Originally published on AIdeazz — cross-posted here with canonical link.
After burning through $3,000 in AWS credits last quarter running production agents, I made a decision that raised eyebrows: migrate everything to Oracle Cloud's free tier. Six months later, my multi-agent systems serve 400+ daily users without touching my credit card. Here's the infrastructure reality behind that choice.
The Economics of Running Always-On Agents
Production agents eat compute differently than traditional apps. My WhatsApp customer service bot processes 3,000 messages daily, each triggering Claude API calls, vector searches, and state management. The Telegram code review agent runs continuous background jobs. These aren't request-response microservices—they're persistent processes with memory.
On AWS, this meant:
- EC2 t3.small instances: $15/month each (needed 3 for redundancy)

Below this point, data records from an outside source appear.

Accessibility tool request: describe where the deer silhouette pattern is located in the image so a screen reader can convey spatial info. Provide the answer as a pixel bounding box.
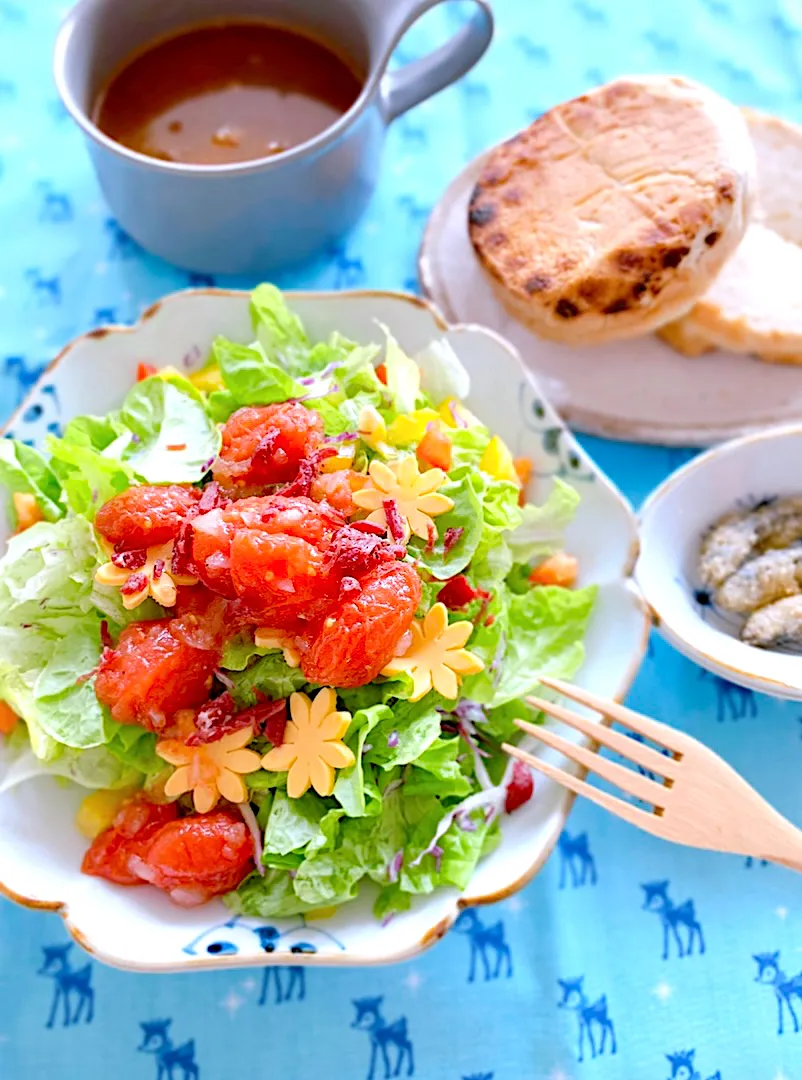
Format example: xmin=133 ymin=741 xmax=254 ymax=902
xmin=137 ymin=1020 xmax=201 ymax=1080
xmin=454 ymin=907 xmax=513 ymax=983
xmin=752 ymin=951 xmax=802 ymax=1035
xmin=557 ymin=975 xmax=619 ymax=1062
xmin=557 ymin=829 xmax=598 ymax=889
xmin=351 ymin=997 xmax=414 ymax=1080
xmin=39 ymin=942 xmax=95 ymax=1028
xmin=641 ymin=881 xmax=705 ymax=960
xmin=666 ymin=1050 xmax=721 ymax=1080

- RDS Postgres: $25/month for the smallest production setup
- NAT Gateway: $45/month (the silent killer)
- Data transfer: $20-50/month depending on traffic
Oracle Cloud free tier gives you:
- 4 ARM Ampere A1 cores with 24GB RAM (split across VMs)
- 2 AMD compute instances
- 2 Autonomous Databases (20GB each)
- 10TB outbound data transfer monthly
The math is straightforward: $0 vs $150+/month for equivalent resources. But the real story is in the operational details.
Autonomous Database: The Overlooked Agent Backbone
Everyone talks about LLMs and embeddings. Nobody talks about state management at scale. Oracle's Autonomous Database became my agent memory solution—not because it's fancy, but because it handles the boring parts automatically.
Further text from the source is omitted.